(Phoenix, Ariz. - May 25, 2005) Attorney General Terry Goddard is joining a friend-of-the-court brief to the U.S. Supreme Court in support of two journalists facing jail sentences for refusing to disclose confidential sources.
The case stems from a grand jury investigation into who revealed the identity of CIA official Valerie Plame two years ago. She was first named by Robert Novak in his syndicated newspaper column. Disclosing an undercover intelligence officer's name can be a federal crime.
During the investigation, Matthew Cooper, a Time magazine correspondent, and Judith Miller, a New York Times reporter, declined to testify about their sources before a grand jury and were held in contempt by a federal judge, who ordered them jailed for up to 18 months.
The brief signed by Goddard asserts that the public interest is better served when journalists can talk with sources confidentially in some situations.

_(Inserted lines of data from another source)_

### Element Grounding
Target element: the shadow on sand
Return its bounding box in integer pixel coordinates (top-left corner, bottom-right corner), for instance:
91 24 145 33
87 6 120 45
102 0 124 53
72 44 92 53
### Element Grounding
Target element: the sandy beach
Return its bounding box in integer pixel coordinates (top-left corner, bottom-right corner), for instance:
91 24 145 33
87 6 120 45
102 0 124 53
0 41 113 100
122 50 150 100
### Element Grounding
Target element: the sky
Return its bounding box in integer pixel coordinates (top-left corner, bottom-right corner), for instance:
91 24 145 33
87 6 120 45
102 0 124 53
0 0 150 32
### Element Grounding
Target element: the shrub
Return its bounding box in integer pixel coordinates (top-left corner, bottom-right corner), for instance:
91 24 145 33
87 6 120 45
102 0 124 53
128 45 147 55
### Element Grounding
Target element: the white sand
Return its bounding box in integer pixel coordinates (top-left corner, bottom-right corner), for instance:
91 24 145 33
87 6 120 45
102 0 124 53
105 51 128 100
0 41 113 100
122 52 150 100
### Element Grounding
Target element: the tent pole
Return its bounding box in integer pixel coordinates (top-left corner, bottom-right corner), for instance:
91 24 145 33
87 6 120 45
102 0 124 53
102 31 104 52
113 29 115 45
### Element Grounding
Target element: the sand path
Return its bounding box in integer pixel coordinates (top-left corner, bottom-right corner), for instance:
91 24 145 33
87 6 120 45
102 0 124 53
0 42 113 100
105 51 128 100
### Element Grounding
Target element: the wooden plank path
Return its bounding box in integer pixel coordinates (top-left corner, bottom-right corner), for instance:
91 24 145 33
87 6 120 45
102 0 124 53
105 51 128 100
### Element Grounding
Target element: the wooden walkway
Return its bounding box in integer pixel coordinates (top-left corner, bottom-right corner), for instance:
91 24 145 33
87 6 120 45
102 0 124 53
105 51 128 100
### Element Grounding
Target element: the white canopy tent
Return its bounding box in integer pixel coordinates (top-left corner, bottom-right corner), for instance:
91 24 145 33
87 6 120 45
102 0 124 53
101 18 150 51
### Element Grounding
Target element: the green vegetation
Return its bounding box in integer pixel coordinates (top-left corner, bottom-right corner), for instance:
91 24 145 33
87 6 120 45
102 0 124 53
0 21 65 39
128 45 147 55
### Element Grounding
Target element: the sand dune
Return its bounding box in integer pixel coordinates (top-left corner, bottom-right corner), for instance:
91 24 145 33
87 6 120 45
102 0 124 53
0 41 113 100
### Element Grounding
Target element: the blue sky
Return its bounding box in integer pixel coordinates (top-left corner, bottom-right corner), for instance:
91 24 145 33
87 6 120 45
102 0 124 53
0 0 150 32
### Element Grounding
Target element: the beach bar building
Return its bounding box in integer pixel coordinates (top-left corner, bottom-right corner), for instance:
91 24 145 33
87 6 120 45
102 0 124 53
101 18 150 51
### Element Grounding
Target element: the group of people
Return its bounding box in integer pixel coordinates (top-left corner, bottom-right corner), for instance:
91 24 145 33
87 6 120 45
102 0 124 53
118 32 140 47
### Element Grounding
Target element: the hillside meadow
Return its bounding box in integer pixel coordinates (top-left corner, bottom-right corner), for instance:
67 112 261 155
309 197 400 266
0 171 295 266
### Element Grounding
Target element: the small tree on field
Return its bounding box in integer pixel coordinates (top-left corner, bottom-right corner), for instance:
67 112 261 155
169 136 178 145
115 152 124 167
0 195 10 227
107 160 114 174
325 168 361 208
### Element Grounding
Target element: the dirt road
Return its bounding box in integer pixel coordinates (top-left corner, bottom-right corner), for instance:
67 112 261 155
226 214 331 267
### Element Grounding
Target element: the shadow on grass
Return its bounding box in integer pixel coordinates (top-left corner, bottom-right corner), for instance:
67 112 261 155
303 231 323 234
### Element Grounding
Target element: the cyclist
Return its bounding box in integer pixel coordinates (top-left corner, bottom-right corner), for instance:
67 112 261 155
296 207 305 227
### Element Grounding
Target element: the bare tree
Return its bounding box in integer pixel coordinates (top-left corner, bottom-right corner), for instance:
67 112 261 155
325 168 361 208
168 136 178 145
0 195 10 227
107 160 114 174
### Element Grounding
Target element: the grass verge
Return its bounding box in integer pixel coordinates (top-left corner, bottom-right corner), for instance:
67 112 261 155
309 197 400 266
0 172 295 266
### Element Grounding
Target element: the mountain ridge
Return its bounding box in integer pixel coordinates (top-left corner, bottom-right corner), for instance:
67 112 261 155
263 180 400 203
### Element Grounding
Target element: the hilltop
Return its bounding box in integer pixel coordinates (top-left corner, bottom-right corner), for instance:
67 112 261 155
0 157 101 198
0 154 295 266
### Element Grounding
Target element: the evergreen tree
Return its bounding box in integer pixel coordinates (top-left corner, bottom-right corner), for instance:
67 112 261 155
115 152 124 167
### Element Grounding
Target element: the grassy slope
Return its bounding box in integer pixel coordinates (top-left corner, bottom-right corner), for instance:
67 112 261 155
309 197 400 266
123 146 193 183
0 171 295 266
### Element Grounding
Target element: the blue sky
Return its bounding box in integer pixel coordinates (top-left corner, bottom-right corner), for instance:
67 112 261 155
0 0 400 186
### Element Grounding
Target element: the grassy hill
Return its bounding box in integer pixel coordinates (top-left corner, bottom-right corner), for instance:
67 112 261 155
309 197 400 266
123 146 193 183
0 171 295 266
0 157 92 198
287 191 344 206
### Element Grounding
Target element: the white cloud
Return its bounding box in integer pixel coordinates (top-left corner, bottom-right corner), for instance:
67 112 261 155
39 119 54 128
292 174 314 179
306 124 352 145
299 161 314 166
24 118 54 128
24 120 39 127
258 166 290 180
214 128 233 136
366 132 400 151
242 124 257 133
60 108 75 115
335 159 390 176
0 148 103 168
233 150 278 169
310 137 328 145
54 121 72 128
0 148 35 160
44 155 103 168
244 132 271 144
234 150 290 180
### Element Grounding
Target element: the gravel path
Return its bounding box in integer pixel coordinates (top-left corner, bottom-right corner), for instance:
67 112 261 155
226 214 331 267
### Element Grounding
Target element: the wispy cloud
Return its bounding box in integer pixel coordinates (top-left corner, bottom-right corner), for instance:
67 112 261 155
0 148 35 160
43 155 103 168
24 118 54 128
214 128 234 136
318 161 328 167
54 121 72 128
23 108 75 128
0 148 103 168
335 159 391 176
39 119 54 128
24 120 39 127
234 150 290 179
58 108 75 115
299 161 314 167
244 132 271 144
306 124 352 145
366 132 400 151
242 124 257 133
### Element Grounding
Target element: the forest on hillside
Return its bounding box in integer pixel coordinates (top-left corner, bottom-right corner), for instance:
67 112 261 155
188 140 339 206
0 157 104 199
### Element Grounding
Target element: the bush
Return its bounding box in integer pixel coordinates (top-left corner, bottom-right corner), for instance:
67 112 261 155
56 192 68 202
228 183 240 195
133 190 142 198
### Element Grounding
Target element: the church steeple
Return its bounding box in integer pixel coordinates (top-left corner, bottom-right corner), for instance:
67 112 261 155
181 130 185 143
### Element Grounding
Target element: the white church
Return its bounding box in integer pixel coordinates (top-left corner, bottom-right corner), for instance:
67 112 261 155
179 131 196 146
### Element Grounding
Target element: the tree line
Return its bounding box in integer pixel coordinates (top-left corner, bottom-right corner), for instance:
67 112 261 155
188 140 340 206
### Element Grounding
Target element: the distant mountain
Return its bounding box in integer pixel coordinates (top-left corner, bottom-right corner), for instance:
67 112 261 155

"Confidential sources are vital to a free society and a well-informed public," Goddard said. "Such major stories as the Pentagon papers, Watergate, Enron and Abu Ghraib relied on them. Most states, including Arizona, have recognized the importance of confidentiality in news-gathering and have enacted shield laws that protect some sources from being named. But federal law regarding confidentiality is less clear, and the Supreme Court now has the opportunity to confirm that this protection extends to federal cases."
The brief will be filed later this week by a group of attorneys general representing at least 31 states. It asks the U.S. Supreme Court to take the case and reverse a ruling made by a federal appeals court.